Q: What drew you to the design profession, and what’s keeping you here?
A: From a young age, I had this longing for a life rich with experiential and emotional stimuli; a world in which to explore in creative means and methods, and people to share with. Growing up as an Asian American, you’d be surprised how stunted this outlook might actually be. When it came time to apply to schools and pick a major, I had no concrete plan other than the desire to be in a creative field—possibly to be something, anything that felt free, and felt individually me. I pushed for fine arts, photography, considered writing, and even culinary school, but the thought of all of those made me think of “the starving artist” and the hesitation of the reality of my dad’s own struggles as an artist, and my family’s situation growing up.
Enter The Ohio State University. I thought of architecture, but had been failing math since 7th grade (let’s say it was of my own volition, somewhere between not desiring the weight that came with being “the smart Asian kid”) I then thought of design: OSU’s “interior architecture” program piqued my interest, a program run by architects interested in more abstract and artful ways of thought and exploration. My path of least resistance was over, or so I thought, as there were just days left to submit an application for the program’s entrance exam.
The entrance exam was an unexpected second wind that ushered in buried passions and instilled motivation. I remember nights staying up with my dad sketching side-by-side various still-life compositions we threw together in the living room. What came from this process of focused days and nights was a silver lining in collectively reclaiming pieces of myself—creative, explorative, abstract, discreet, quiet—at a time of genuinely not knowing what I was going to do with my life. The following years there plunged me into the multi-disciplinary education of design: not just expression and creation, but also problem-solving between the minds and personalities of many people.
And here I am now. I’ve been an interior designer for 7 years. What got me here is the build-up of my past, as cliché as that sounds. What keeps me here is a sense of fulfillment in a profession and environment that encourages all to create, express, challenge, learn, and ultimately contribute pieces of the self, to the built environments that objectively and subjectively support others as they go about experiencing and sharing their very own stories.
Q: What role does diversity, inclusion, and engagement play in the design profession at large?
In my brief opinion, the role of diversity, inclusion, and engagement in the design profession is to ultimately cast a wide net of opportunity. As design professionals and as people, we owe it to ourselves to be open-minded and all-inclusive when facing design challenges and any means, methods, and mediums that could potentially contribute to a solution.
Q: Tell us about a time when you met someone who told you your project had somehow uplifted them, or improved their life—what did that person say, and how did it make you feel?
A: I worked on a project where Change Management was a part of scope—it was my first experience with the process. Our team was tasked to organize and partake in an expo for a client whose culture was in need of a voice that could communicate upcoming changes, both architecturally and organizationally, across a five-phase timeline.

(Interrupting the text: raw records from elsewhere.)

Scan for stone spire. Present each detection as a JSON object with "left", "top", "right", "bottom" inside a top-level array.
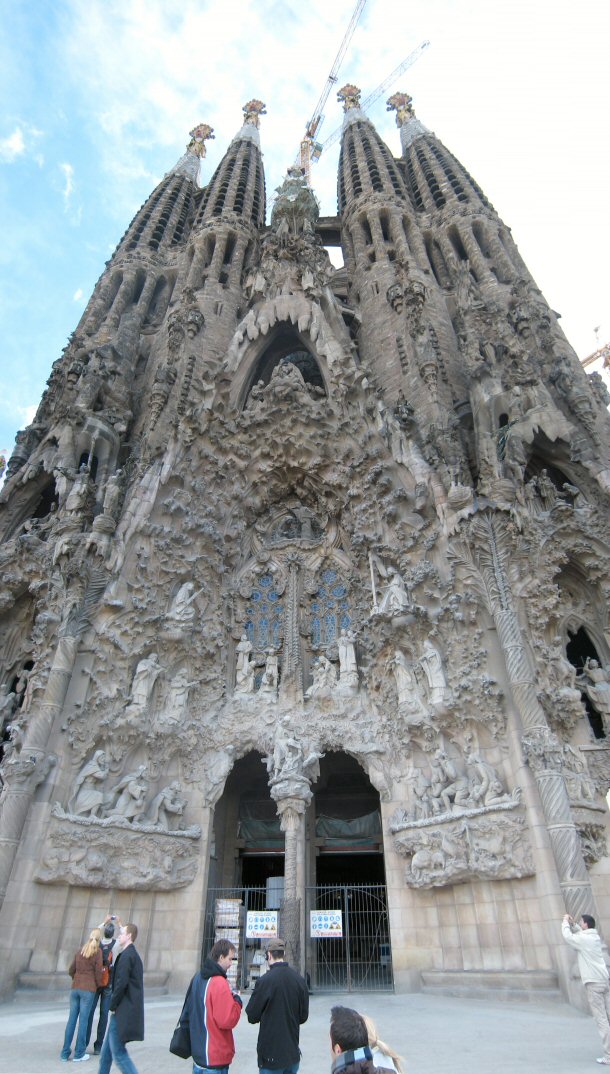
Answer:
[
  {"left": 337, "top": 83, "right": 406, "bottom": 212},
  {"left": 197, "top": 99, "right": 265, "bottom": 227}
]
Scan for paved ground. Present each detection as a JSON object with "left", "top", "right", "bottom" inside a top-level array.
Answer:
[{"left": 0, "top": 992, "right": 604, "bottom": 1074}]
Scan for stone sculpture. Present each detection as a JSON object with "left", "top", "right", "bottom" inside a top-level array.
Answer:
[
  {"left": 392, "top": 649, "right": 429, "bottom": 724},
  {"left": 305, "top": 653, "right": 337, "bottom": 697},
  {"left": 128, "top": 653, "right": 162, "bottom": 711},
  {"left": 68, "top": 750, "right": 110, "bottom": 816},
  {"left": 579, "top": 657, "right": 610, "bottom": 726},
  {"left": 146, "top": 780, "right": 187, "bottom": 831},
  {"left": 338, "top": 630, "right": 358, "bottom": 692},
  {"left": 235, "top": 634, "right": 255, "bottom": 694},
  {"left": 106, "top": 765, "right": 148, "bottom": 821},
  {"left": 419, "top": 638, "right": 449, "bottom": 705}
]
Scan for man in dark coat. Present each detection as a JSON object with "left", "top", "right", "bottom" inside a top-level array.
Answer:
[
  {"left": 331, "top": 1006, "right": 375, "bottom": 1074},
  {"left": 246, "top": 940, "right": 309, "bottom": 1074},
  {"left": 99, "top": 923, "right": 144, "bottom": 1074}
]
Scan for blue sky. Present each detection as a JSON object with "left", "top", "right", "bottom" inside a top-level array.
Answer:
[{"left": 0, "top": 0, "right": 610, "bottom": 468}]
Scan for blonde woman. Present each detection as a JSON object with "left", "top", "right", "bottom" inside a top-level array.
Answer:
[
  {"left": 361, "top": 1014, "right": 405, "bottom": 1074},
  {"left": 59, "top": 929, "right": 103, "bottom": 1063}
]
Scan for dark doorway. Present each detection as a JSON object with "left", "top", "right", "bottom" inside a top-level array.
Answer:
[{"left": 566, "top": 626, "right": 606, "bottom": 739}]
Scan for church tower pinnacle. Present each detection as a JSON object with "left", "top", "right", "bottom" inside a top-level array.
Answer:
[{"left": 0, "top": 84, "right": 610, "bottom": 1002}]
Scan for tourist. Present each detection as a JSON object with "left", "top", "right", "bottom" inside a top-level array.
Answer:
[
  {"left": 175, "top": 940, "right": 242, "bottom": 1074},
  {"left": 99, "top": 921, "right": 144, "bottom": 1074},
  {"left": 331, "top": 1006, "right": 375, "bottom": 1074},
  {"left": 562, "top": 914, "right": 610, "bottom": 1066},
  {"left": 59, "top": 929, "right": 102, "bottom": 1063},
  {"left": 362, "top": 1014, "right": 404, "bottom": 1074},
  {"left": 246, "top": 940, "right": 309, "bottom": 1074},
  {"left": 87, "top": 914, "right": 120, "bottom": 1056}
]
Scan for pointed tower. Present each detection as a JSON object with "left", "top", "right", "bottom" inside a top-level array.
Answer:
[{"left": 0, "top": 85, "right": 610, "bottom": 1004}]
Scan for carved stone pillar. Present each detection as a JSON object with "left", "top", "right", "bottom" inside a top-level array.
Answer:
[
  {"left": 276, "top": 790, "right": 311, "bottom": 968},
  {"left": 0, "top": 636, "right": 78, "bottom": 905},
  {"left": 280, "top": 555, "right": 303, "bottom": 698},
  {"left": 474, "top": 516, "right": 595, "bottom": 918}
]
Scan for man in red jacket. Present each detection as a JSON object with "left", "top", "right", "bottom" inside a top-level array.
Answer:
[{"left": 183, "top": 940, "right": 242, "bottom": 1074}]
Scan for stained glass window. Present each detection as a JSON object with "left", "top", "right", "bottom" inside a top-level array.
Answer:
[
  {"left": 244, "top": 575, "right": 284, "bottom": 653},
  {"left": 311, "top": 568, "right": 351, "bottom": 649}
]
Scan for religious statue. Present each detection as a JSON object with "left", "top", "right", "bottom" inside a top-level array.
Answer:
[
  {"left": 106, "top": 765, "right": 148, "bottom": 821},
  {"left": 129, "top": 653, "right": 162, "bottom": 710},
  {"left": 419, "top": 638, "right": 448, "bottom": 705},
  {"left": 168, "top": 582, "right": 197, "bottom": 626},
  {"left": 338, "top": 630, "right": 358, "bottom": 691},
  {"left": 259, "top": 649, "right": 279, "bottom": 701},
  {"left": 466, "top": 753, "right": 509, "bottom": 806},
  {"left": 579, "top": 656, "right": 610, "bottom": 720},
  {"left": 392, "top": 649, "right": 429, "bottom": 723},
  {"left": 305, "top": 654, "right": 337, "bottom": 697},
  {"left": 68, "top": 750, "right": 108, "bottom": 817},
  {"left": 235, "top": 634, "right": 255, "bottom": 694},
  {"left": 164, "top": 668, "right": 199, "bottom": 725},
  {"left": 146, "top": 780, "right": 186, "bottom": 831}
]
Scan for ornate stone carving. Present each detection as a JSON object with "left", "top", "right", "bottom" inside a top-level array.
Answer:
[
  {"left": 390, "top": 802, "right": 534, "bottom": 888},
  {"left": 34, "top": 807, "right": 201, "bottom": 891}
]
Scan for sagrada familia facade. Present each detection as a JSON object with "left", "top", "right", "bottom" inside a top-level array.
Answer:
[{"left": 0, "top": 85, "right": 610, "bottom": 1002}]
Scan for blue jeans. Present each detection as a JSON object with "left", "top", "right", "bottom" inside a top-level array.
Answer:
[
  {"left": 60, "top": 988, "right": 96, "bottom": 1059},
  {"left": 259, "top": 1063, "right": 299, "bottom": 1074},
  {"left": 98, "top": 1014, "right": 137, "bottom": 1074},
  {"left": 87, "top": 985, "right": 113, "bottom": 1051}
]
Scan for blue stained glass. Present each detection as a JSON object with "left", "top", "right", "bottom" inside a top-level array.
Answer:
[{"left": 310, "top": 568, "right": 351, "bottom": 649}]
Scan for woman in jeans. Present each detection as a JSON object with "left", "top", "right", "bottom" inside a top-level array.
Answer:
[{"left": 59, "top": 929, "right": 102, "bottom": 1063}]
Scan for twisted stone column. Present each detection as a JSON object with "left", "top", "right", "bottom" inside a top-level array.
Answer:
[
  {"left": 272, "top": 780, "right": 311, "bottom": 968},
  {"left": 0, "top": 635, "right": 78, "bottom": 905},
  {"left": 474, "top": 516, "right": 595, "bottom": 918}
]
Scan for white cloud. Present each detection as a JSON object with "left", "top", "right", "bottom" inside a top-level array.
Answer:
[
  {"left": 0, "top": 127, "right": 26, "bottom": 164},
  {"left": 59, "top": 163, "right": 74, "bottom": 212}
]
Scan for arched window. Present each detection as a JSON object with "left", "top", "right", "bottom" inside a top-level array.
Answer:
[
  {"left": 247, "top": 329, "right": 325, "bottom": 405},
  {"left": 244, "top": 574, "right": 284, "bottom": 653},
  {"left": 311, "top": 567, "right": 351, "bottom": 649}
]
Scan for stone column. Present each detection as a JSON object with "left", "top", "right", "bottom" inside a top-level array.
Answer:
[
  {"left": 473, "top": 514, "right": 595, "bottom": 918},
  {"left": 276, "top": 784, "right": 311, "bottom": 969},
  {"left": 0, "top": 635, "right": 78, "bottom": 905}
]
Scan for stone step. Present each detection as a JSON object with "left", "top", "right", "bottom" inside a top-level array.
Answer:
[
  {"left": 14, "top": 970, "right": 168, "bottom": 1003},
  {"left": 421, "top": 970, "right": 565, "bottom": 1003}
]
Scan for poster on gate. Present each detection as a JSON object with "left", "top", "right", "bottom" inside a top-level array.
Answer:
[
  {"left": 246, "top": 910, "right": 277, "bottom": 940},
  {"left": 309, "top": 910, "right": 343, "bottom": 940}
]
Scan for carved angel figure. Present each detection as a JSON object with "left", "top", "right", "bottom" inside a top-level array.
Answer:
[{"left": 68, "top": 750, "right": 108, "bottom": 816}]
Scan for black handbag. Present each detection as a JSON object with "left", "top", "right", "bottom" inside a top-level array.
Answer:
[
  {"left": 170, "top": 1021, "right": 191, "bottom": 1059},
  {"left": 170, "top": 981, "right": 192, "bottom": 1059}
]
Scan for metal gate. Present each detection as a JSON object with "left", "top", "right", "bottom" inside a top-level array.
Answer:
[
  {"left": 202, "top": 887, "right": 287, "bottom": 990},
  {"left": 305, "top": 884, "right": 394, "bottom": 992}
]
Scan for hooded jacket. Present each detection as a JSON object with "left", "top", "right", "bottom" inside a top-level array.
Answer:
[
  {"left": 246, "top": 961, "right": 309, "bottom": 1071},
  {"left": 562, "top": 921, "right": 608, "bottom": 985},
  {"left": 186, "top": 958, "right": 242, "bottom": 1066}
]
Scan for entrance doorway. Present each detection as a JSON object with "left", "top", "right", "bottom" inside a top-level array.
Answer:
[{"left": 305, "top": 753, "right": 393, "bottom": 991}]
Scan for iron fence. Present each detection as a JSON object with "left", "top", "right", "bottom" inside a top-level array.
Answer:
[{"left": 305, "top": 884, "right": 394, "bottom": 991}]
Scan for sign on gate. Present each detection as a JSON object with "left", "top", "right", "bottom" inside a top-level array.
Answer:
[
  {"left": 246, "top": 910, "right": 277, "bottom": 940},
  {"left": 309, "top": 910, "right": 343, "bottom": 940}
]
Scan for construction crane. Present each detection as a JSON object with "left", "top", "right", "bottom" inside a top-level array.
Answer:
[
  {"left": 311, "top": 41, "right": 430, "bottom": 160},
  {"left": 294, "top": 0, "right": 366, "bottom": 184}
]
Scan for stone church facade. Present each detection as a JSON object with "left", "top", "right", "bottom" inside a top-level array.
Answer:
[{"left": 0, "top": 86, "right": 610, "bottom": 1002}]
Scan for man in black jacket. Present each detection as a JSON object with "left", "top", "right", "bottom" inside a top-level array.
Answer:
[
  {"left": 246, "top": 940, "right": 309, "bottom": 1074},
  {"left": 98, "top": 923, "right": 144, "bottom": 1074}
]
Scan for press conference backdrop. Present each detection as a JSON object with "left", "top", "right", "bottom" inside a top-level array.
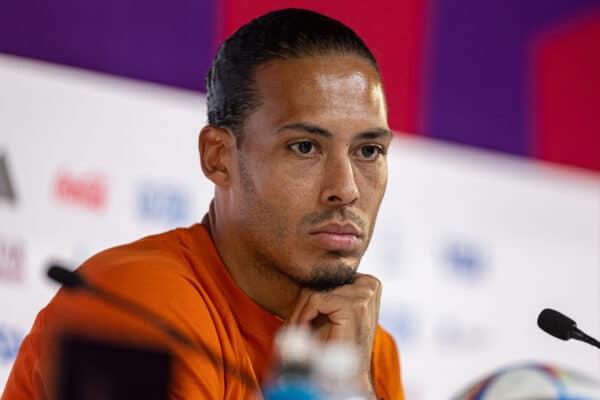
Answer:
[
  {"left": 0, "top": 0, "right": 600, "bottom": 400},
  {"left": 0, "top": 52, "right": 600, "bottom": 400}
]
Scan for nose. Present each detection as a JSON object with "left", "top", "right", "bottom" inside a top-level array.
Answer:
[{"left": 321, "top": 155, "right": 359, "bottom": 207}]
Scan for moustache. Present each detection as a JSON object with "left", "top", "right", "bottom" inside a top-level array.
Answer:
[{"left": 300, "top": 208, "right": 367, "bottom": 232}]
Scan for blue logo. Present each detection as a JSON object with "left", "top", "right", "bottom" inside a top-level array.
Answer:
[
  {"left": 443, "top": 241, "right": 485, "bottom": 283},
  {"left": 137, "top": 184, "right": 190, "bottom": 225},
  {"left": 0, "top": 324, "right": 23, "bottom": 364}
]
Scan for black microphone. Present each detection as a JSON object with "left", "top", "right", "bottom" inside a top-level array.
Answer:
[
  {"left": 538, "top": 308, "right": 600, "bottom": 348},
  {"left": 47, "top": 264, "right": 256, "bottom": 387}
]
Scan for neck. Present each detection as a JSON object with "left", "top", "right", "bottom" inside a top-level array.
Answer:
[{"left": 202, "top": 202, "right": 300, "bottom": 319}]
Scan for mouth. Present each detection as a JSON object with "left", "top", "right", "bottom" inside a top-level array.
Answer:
[{"left": 310, "top": 223, "right": 363, "bottom": 252}]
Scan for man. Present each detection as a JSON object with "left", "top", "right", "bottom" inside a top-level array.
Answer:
[{"left": 3, "top": 9, "right": 403, "bottom": 400}]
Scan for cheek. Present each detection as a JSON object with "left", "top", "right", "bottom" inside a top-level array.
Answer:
[{"left": 360, "top": 163, "right": 387, "bottom": 211}]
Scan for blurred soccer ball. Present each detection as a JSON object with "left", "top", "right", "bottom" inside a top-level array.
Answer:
[{"left": 453, "top": 364, "right": 600, "bottom": 400}]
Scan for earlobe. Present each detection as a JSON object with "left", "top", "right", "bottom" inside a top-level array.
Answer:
[{"left": 198, "top": 125, "right": 235, "bottom": 186}]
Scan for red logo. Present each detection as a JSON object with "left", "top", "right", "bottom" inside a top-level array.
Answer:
[
  {"left": 54, "top": 173, "right": 106, "bottom": 210},
  {"left": 0, "top": 238, "right": 25, "bottom": 282}
]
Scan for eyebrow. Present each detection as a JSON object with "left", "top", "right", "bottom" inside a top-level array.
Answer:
[{"left": 277, "top": 122, "right": 393, "bottom": 139}]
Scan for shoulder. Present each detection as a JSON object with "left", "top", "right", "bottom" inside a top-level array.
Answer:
[{"left": 372, "top": 326, "right": 404, "bottom": 399}]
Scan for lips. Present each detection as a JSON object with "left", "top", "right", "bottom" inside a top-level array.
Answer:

Change is always difficult and can be daunting, but the logistics, packages, and deliverables we designed for what we called “The Expo” resulted in overwhelming feedback, mostly positive, but at times truthfully negative. At times, the interactions were stressful—objectively explaining the “what’s” and “why’s” to certain individuals sometimes felt as though our project, something we put our strongest efforts and beliefs into, was like building one giant sand castle and kicking all others down. Other times, it was the complete opposite where an individual might suddenly feel optimistic, having gotten the opportunity to speak with the designers behind the madness, and not feel intimidated in expressing thoughts or questions to team leaders and corporate.
In the end, we managed to receive 350-400 filled-out feedback response cards out of the 700 we provided and distributed. I was so happy knowing that our design, albeit still intangible, was somehow already present then.
Q: In what positive ways have your experiences at Perkins&Will changed you, personally or professionally, and/or your outlook on the world?
A: My experience with Perkins&Will Boston so far has fortified my belief that within design, inter-disciplinary engagement and an open-minded approach towards design-thinking and mediums of communication will lead to success. Design at Perkins&Will is impacting local and global locations, leading to positive changes for so many people it’s sometimes difficult to fathom. I think it’s neat to be a part of that contribution to the world.